I need to create a table, containing relations between words (synsets) from any raw text using path_similarity method.
>>> from nltk.corpus import wordnet as wn
>>> sent = "I went to the bank to deposit money".split()
>>> wn.synsets('bank')
[Synset('bank.n.01'), Synset('depository_financial_institution.n.01'), Synset('bank.n.03'), Synset('bank.n.04'), Synset('bank.n.05'), Synset('bank.n.06'), Synset('bank.n.07'), Synset('savings_bank.n.02'), Synset('bank.n.09'), Synset('bank.n.10'), Synset('bank.v.01'), Synset('bank.v.02'), Synset('bank.v.03'), Synset('bank.v.04'), Synset('bank.v.05'), Synset('deposit.v.02'), Synset('bank.v.07'), Synset('trust.v.01')]
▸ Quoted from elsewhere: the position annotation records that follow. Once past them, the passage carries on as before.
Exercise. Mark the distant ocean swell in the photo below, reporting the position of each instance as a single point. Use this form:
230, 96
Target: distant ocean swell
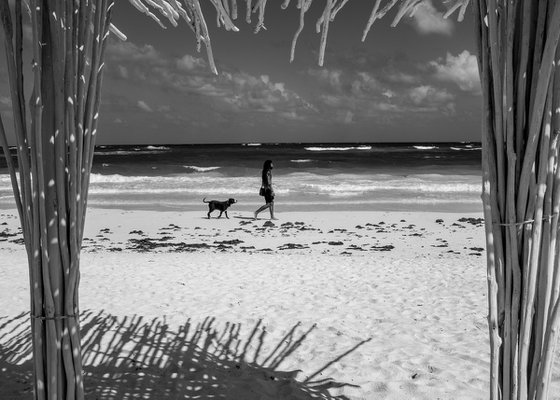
338, 191
332, 176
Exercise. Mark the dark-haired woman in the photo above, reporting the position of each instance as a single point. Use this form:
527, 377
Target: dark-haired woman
266, 189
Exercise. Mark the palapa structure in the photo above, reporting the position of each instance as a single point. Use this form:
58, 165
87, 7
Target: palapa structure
55, 129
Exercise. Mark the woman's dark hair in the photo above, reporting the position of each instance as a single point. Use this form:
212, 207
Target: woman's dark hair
267, 166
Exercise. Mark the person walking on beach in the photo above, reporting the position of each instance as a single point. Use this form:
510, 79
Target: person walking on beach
266, 189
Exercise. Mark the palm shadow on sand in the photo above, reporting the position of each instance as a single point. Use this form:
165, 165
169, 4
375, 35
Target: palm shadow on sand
132, 357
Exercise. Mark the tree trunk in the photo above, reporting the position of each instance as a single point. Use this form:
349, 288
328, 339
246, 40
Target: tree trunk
54, 158
517, 43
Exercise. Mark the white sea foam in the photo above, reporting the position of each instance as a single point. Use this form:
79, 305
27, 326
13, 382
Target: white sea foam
127, 152
200, 169
338, 148
465, 148
157, 148
424, 147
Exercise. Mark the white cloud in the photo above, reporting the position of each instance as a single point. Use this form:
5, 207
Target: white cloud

How can I get the correct synset for each word from the raw text?
I can get the lemmas and POS tags as such:
>>> from nltk import pos_tag
>>> from nltk.stem import WordNetLemmatizer
>>> wnl = WordNetLemmatizer()
>>> wnl.lemmatize('banks')
u'bank'
>>> pos_tag(['banks'])
[('banks', 'NNS')]
But how do I get the correct synset/sense number?